Greek Salad
User Reviews
5
Greek Salad
Description
This Greek Salad features classic Mediterranean ingredients: sliced English cucumber, chopped green bell pepper, halved cherry tomatoes, diced feta cheese, thinly sliced red onion, and pitted kalamata olives. The salad is topped with fresh mint leaves for an herbal note.
The dressing is made by whisking extra virgin olive oil with red wine vinegar, minced garlic, dried oregano, Dijon mustard, sea salt, and freshly ground black pepper. This vinaigrette delivers tang, depth, and a mild pungency to complement the vegetables and cheese.
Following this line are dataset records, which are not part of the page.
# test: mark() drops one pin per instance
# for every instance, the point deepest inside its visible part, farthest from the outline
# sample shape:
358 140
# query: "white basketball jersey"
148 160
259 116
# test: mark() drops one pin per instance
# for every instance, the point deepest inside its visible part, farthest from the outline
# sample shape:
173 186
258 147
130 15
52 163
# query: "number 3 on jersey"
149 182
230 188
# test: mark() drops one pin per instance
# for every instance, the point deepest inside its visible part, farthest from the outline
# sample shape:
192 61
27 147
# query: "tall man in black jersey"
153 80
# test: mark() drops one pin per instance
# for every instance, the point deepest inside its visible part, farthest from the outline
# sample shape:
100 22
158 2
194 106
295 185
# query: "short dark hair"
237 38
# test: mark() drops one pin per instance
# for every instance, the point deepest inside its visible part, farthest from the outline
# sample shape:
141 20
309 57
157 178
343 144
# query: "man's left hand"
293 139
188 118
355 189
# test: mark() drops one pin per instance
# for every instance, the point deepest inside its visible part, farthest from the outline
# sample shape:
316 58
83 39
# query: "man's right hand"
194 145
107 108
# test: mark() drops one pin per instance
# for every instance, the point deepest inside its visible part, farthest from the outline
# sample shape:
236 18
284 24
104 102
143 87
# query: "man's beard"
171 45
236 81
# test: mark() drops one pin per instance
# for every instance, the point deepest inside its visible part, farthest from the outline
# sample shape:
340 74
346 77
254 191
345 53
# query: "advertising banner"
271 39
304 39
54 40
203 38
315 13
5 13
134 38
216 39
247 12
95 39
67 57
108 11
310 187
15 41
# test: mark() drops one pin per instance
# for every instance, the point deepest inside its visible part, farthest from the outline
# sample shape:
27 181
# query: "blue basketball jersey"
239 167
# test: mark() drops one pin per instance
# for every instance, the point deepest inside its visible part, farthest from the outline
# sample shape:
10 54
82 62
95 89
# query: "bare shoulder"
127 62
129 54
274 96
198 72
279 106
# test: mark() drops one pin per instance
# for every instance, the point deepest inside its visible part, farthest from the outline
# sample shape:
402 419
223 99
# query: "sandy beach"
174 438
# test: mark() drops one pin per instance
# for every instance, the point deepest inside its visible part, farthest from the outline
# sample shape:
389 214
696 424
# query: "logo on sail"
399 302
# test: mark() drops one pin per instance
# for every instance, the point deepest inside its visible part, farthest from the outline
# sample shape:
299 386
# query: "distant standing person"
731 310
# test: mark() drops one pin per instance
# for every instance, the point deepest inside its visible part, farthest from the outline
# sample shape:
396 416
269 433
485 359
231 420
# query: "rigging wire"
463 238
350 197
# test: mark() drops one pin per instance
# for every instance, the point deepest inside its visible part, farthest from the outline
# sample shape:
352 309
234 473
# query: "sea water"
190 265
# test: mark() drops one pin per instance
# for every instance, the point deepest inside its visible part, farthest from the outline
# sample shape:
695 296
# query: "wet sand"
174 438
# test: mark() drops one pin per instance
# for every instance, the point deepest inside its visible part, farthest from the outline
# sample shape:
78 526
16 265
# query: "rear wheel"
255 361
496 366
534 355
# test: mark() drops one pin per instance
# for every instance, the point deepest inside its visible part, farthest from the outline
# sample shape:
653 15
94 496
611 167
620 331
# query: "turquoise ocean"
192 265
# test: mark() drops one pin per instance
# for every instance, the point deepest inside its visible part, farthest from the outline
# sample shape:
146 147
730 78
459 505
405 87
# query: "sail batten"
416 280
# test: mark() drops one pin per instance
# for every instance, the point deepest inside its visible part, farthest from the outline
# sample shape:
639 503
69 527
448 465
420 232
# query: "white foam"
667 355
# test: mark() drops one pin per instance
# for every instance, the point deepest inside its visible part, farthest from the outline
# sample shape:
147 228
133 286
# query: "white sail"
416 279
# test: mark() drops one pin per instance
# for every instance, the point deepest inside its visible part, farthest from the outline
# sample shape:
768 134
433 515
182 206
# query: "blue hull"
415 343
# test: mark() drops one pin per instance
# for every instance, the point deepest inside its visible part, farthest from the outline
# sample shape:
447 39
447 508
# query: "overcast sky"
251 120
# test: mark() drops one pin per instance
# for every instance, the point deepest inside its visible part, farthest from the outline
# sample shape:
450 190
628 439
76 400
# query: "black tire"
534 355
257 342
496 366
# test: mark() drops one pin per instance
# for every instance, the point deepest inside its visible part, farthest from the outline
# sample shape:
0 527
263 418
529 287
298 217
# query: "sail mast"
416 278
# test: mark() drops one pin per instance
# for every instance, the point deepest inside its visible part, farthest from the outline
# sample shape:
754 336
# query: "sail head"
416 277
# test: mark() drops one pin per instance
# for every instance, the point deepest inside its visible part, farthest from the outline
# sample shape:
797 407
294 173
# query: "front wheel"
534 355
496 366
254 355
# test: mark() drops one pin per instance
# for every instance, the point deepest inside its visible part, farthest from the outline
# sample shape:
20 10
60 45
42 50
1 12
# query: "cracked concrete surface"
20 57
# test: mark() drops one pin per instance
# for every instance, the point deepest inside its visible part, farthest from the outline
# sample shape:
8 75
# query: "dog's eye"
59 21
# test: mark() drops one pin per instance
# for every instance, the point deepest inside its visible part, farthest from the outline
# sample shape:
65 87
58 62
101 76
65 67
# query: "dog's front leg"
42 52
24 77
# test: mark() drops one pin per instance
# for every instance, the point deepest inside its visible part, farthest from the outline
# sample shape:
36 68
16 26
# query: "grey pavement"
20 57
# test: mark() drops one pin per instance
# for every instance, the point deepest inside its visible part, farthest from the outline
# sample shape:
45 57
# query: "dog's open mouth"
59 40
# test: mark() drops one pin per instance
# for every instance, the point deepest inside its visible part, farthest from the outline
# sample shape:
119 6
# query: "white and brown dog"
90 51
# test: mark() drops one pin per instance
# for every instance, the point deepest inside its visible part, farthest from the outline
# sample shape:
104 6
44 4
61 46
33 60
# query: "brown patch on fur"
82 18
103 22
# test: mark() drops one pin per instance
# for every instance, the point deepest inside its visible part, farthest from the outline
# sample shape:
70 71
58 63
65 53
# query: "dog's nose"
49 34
The salad is assembled by arranging the vegetables and feta on a platter, drizzling with dressing, gently tossing, then sprinkling with additional oregano and fresh mint. The combination balances refreshing crunch with creamy and salty components, suitable as a side dish or light meal.
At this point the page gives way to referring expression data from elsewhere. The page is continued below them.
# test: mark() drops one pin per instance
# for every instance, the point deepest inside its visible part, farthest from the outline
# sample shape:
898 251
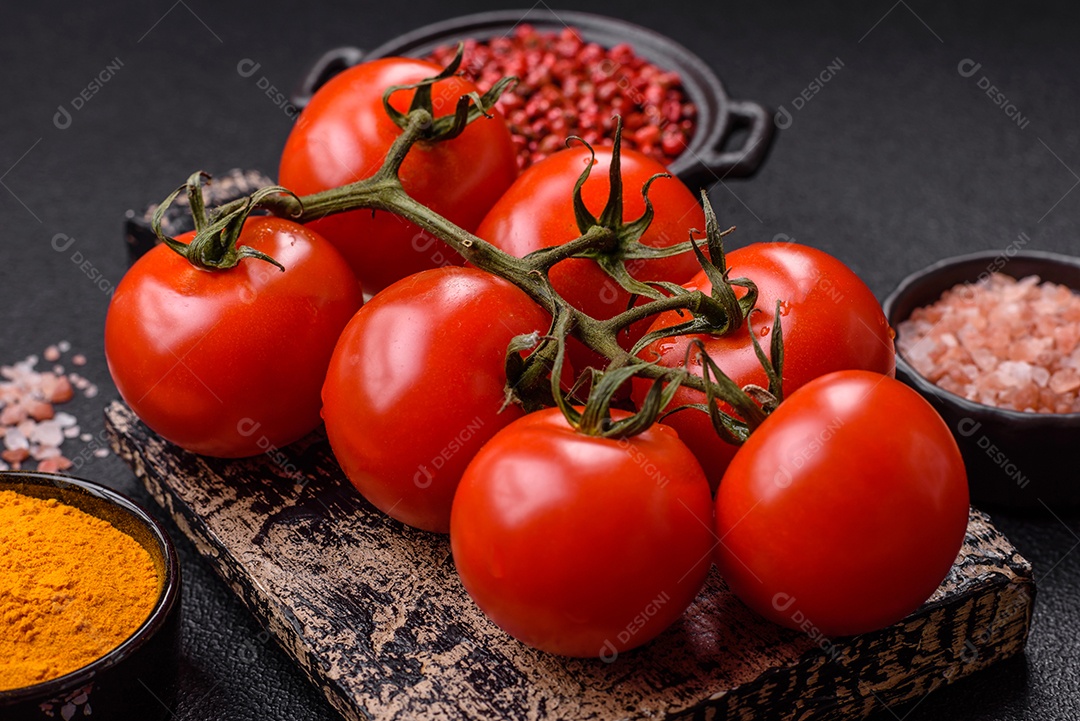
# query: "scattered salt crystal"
54 464
14 440
1000 341
40 410
29 424
48 433
12 413
41 452
15 454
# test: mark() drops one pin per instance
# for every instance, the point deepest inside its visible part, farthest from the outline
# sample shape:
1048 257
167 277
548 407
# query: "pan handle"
328 65
715 164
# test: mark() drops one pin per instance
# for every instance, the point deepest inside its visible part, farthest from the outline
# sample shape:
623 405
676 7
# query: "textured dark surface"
375 615
896 162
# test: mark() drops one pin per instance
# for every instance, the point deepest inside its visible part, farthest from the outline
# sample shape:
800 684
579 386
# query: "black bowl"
136 679
701 164
1015 460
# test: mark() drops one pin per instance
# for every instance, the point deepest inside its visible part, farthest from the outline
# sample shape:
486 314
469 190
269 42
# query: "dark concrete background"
898 161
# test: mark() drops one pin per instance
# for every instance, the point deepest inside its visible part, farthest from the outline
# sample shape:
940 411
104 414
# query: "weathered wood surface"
374 613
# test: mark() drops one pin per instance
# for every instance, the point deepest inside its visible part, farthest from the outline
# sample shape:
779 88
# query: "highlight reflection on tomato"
416 386
581 545
230 363
845 508
831 322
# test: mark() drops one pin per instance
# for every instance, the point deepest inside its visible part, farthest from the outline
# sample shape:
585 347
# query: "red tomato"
846 508
831 321
343 135
230 363
580 545
416 384
538 213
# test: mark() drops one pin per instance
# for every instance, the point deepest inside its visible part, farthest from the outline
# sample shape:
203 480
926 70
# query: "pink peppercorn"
569 86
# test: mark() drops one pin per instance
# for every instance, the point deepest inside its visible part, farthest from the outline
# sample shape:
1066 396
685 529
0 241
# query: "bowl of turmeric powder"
89 602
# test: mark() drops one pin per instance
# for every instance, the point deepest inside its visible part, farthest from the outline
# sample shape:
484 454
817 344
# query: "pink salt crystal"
40 410
1066 338
12 413
1000 341
15 454
1065 380
54 464
62 392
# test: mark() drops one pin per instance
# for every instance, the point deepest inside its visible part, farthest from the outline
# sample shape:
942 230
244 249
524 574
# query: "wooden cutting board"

Using feta cheese preserved in brine is recommended for an authentic salty flavor and proper texture for the salad.
Ingredients
Dressing
- ¼ cup extra-virgin olive oil
- 3 tablespoons red wine vinegar
- 1 garlic minced, clove
- ½ teaspoon oregano more for sprinkling, dried
- ¼ teaspoon Dijon mustard
- ¼ teaspoon salt sea salt
- black pepper freshly ground
For the salad
- 1 English cucumber cut lengthwise, seeded, and sliced ¼-inch thick
- 1 green bell pepper chopped into 1-inch pieces
- 2 cups cherry tomato halved
- 5 ounces feta cheese cut into ½ inch cubes*
- ⅓ cup red onion thinly sliced
- ⅓ cup kalamata olives pitted
- ⅓ cup mint leaf fresh
Instructions
- Make the dressing: In a small bowl, whisk together the olive oil, vinegar, garlic, oregano, mustard, salt, and several grinds of pepper.
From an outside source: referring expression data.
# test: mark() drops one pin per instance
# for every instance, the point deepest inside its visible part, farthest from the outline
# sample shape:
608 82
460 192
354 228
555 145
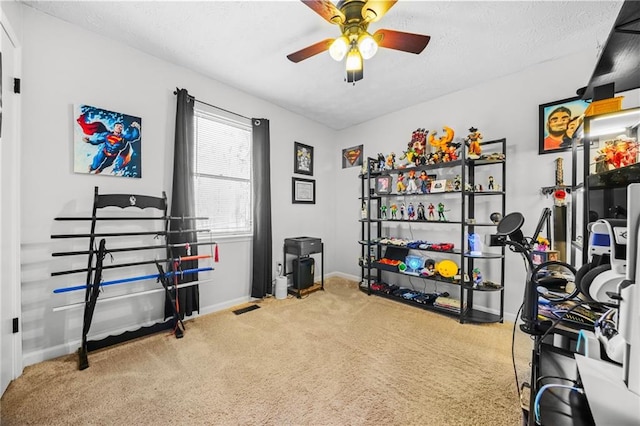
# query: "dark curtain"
261 284
183 205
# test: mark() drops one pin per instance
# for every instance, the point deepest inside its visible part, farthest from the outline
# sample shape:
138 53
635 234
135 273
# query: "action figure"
473 140
441 213
421 215
411 212
412 188
424 182
391 161
431 208
381 161
477 277
401 187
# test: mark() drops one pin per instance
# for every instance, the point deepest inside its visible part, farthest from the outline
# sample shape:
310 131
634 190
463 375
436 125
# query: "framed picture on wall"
352 157
107 142
558 122
303 191
302 159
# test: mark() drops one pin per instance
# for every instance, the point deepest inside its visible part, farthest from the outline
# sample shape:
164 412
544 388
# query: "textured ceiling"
244 45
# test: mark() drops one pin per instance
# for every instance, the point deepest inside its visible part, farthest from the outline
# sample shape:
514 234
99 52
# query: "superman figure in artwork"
115 142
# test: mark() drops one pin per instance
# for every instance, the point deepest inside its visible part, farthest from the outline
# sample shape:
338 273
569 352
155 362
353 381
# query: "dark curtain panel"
262 248
183 204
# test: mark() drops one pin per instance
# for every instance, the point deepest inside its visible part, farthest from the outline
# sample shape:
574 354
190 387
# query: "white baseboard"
72 346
- On a large platter, arrange the cucumber, green pepper, cherry tomatoes, feta cheese, red onions, and olives. Drizzle with the dressing and very gently toss. Sprinkle with a few generous pinches of oregano and top with the mint leaves. Season to taste and serve.
Notes
- Use feta cheese stored in brine for the best texture and flavor in this salad.